Auch in der Psychoanalyse geschieht – eher unausgesprochen – „Nach-Beelterung“. Der Analytiker wird zur Elternfigur. Es besteht eine „asymmetrische Beziehung“: Der Patient liegt auf der Couch (bildlich gesprochen wie ein Kind/Baby), der Analytiker sitzt dahinter (wie ein Erwachsener).
Der Patient erlebt den Analytiker in der Übertragung wie einen Elternteil. Das heißt, er erlebt ihn im negativen Fall als unzureichend, als abweisend und nicht Empathie-fähig.
Es findet jedoch eine Ich-Spaltung statt: Einerseits erlebt der Patient es so, als sei alles wieder Wirklichkeit, andererseits „weiß“ er aber auch, dass eine Art „Spiel“, eine „Re-Inszenierung“ im Gange ist.
Nachbeelterung: Ja und Nein gleichzeitig
Der Patient erfährt dann beides: Er erlebt einen Analytiker, der bei ihm sitzen bleibt und ihm seine Aufmerksamkeit schenkt. So hätte er es sich von den Eltern gewünscht. Gleichzeitig erlebt er, dass sich die „Lücke“ niemals schließen kann: Den Mangel, den der Patient bei seinen Eltern erlebt hat, kann auch der Analytiker bei bester „Be-Elterung“ nicht ausgleichen. Doch er ist da, um mit dem Patienten zusammen den Schmerz auszuhalten.
Im Gegensatz zu den „echten Eltern“, die die Gefühle des Kindes vielleicht nicht ertragen konnten, ist der Therapeut bei der „Nachbeelterung“ für den Patienten ein verlässlicher Halt, der ruhiger ist und auch in aufgeregten Situationen weiterhin über den Patienten nachdenken kann.
Der Unterschied zwischen dem Reparenting in der Schematherapie und demjenigen in der Psychoanalyse besteht aus meiner Sicht in dem Zusammenspiel zwischen Patient und Therapeut: Während der Therapeut in der Schematherapie häufig eine eher „pädagogische Haltung“ einnimmt („So geht es nicht! Ich möchte, dass …“), nimmt der Analytiker eher eine träumerische bzw. eine um Verstehen ringende Haltung ein.
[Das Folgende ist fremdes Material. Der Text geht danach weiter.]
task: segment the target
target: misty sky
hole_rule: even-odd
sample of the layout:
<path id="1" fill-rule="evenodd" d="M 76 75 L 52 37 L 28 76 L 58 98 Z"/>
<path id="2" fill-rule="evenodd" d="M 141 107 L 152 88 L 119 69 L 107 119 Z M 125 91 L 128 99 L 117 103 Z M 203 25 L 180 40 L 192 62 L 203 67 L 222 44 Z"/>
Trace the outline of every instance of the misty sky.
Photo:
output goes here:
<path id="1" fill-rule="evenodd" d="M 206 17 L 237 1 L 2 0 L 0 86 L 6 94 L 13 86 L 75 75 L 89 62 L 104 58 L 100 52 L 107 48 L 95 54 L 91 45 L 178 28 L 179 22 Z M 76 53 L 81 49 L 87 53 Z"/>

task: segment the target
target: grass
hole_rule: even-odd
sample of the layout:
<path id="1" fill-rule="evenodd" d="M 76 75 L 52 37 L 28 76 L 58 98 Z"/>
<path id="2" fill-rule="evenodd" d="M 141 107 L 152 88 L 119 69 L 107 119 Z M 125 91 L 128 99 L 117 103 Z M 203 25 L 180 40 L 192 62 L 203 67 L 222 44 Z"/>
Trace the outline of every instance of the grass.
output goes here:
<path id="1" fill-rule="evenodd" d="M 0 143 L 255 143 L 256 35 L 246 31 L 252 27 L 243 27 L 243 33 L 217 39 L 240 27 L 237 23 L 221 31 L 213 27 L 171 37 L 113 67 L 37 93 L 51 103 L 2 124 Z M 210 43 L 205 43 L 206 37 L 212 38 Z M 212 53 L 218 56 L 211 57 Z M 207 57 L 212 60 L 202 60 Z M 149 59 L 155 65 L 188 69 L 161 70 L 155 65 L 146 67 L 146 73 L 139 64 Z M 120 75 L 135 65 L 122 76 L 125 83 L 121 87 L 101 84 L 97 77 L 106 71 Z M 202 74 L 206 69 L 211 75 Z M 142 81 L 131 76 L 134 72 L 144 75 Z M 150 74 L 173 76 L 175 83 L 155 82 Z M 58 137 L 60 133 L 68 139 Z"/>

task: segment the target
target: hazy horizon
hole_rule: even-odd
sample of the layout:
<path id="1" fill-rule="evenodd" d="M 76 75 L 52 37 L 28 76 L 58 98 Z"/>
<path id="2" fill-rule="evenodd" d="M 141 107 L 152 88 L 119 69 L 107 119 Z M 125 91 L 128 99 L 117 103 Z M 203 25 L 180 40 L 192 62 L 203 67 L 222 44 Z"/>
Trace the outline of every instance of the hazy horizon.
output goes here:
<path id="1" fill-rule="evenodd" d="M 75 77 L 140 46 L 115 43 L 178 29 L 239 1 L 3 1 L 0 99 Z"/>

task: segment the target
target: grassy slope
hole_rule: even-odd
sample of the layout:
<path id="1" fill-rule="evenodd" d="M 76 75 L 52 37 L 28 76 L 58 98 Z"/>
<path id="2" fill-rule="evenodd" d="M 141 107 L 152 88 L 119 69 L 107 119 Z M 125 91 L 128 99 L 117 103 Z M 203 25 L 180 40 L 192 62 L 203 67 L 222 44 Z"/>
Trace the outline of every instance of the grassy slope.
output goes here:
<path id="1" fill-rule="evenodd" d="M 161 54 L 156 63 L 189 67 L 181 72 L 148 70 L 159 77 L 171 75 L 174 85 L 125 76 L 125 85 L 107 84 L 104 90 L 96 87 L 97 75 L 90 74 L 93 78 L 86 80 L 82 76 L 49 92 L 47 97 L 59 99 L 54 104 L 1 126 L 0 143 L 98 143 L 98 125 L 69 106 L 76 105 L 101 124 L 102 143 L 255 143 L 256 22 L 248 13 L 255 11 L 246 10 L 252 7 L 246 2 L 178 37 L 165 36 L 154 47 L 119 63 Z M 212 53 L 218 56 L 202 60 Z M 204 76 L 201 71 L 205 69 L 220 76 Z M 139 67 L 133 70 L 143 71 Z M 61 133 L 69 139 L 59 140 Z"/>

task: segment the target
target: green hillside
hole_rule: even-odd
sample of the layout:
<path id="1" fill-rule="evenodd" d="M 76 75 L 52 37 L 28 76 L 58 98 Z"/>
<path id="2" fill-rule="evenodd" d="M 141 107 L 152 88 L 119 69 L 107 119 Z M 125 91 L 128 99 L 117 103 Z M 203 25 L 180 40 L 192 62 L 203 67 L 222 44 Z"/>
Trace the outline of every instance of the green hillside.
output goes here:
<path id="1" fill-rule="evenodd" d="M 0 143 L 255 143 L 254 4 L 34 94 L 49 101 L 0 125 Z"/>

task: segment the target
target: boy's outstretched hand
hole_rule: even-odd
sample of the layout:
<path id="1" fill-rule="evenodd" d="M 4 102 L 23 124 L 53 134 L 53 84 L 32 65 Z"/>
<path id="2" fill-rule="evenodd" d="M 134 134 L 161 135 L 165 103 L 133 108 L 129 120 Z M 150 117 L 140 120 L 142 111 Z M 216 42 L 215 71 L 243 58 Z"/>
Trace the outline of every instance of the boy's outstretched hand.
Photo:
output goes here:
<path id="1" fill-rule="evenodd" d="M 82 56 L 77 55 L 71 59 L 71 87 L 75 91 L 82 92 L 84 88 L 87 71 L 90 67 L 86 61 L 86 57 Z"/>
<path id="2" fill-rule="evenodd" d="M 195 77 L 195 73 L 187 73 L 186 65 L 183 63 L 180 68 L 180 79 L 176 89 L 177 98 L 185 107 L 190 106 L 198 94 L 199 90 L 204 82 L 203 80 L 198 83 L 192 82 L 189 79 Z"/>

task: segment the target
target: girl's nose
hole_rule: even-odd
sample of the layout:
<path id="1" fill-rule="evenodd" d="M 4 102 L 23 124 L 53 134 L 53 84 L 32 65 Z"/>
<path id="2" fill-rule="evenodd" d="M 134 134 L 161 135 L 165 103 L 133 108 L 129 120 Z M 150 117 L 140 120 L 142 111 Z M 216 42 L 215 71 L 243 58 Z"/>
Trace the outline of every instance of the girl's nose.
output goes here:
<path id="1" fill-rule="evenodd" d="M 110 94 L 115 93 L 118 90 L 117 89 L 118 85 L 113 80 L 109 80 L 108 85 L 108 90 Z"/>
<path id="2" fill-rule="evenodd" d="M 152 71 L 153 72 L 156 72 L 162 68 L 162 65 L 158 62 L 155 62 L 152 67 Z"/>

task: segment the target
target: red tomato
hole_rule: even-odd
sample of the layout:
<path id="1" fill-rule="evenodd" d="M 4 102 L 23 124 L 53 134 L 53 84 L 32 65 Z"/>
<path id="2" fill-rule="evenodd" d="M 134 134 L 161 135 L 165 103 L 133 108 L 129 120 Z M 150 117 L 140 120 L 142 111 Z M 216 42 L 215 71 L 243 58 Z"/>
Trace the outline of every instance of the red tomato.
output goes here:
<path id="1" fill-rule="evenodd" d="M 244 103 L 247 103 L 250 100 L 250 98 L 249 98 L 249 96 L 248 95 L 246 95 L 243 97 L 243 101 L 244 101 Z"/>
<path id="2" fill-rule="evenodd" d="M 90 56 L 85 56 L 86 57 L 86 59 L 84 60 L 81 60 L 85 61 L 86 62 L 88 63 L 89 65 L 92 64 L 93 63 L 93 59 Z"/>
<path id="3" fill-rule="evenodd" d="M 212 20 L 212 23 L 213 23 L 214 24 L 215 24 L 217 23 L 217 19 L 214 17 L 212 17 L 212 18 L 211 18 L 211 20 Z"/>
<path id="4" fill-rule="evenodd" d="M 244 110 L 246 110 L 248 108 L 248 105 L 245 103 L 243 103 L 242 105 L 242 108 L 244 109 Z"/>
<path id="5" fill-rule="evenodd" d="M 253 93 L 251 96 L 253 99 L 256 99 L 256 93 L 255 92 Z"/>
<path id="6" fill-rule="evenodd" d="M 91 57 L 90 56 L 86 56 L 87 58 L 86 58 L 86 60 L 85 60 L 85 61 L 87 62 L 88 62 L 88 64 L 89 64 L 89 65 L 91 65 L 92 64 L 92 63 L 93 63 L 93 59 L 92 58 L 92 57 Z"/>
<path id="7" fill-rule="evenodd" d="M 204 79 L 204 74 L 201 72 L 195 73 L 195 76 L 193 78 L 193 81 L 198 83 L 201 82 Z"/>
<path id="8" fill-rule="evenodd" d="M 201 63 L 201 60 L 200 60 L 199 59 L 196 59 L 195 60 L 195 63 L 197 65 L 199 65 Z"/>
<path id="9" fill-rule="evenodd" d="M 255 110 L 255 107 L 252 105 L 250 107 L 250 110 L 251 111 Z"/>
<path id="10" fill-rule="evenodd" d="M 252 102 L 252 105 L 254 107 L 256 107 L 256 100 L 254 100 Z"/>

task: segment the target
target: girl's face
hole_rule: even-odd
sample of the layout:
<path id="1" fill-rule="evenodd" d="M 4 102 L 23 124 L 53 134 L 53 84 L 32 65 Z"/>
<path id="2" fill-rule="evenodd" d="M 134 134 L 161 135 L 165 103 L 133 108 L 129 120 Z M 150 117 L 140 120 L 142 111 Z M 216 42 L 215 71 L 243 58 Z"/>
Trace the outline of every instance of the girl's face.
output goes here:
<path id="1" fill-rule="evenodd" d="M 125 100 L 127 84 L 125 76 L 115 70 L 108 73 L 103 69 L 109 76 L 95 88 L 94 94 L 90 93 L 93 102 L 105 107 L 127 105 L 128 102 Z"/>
Mehr bewusste Steuerung in der Schematherapie
Während die Schematherapie eher eine „Nachbeelterung“ auf bewusster Ebene liefert, handelt es sich bei der Psychoanalyse eher um ein unbewusstes Miteinander.
Man könnte sagen: In der Schematherapie ist der Therapeut eher Vater/Mutter für das ältere Kind. Der Therapeut kann sozusagen mit dem Kind schon reden und erklärt in seiner Elternrolle, was angemessen ist und was nicht. Die Psychoanalyse spiegelt eher die frühe Mutter-Kind-Beziehung wider. Der Analytiker lässt sich mehr einbinden, träumt mehr, versucht, sich affektiv auf den Patienten einzustellen, wie es eine Mutter beim Säugling tut.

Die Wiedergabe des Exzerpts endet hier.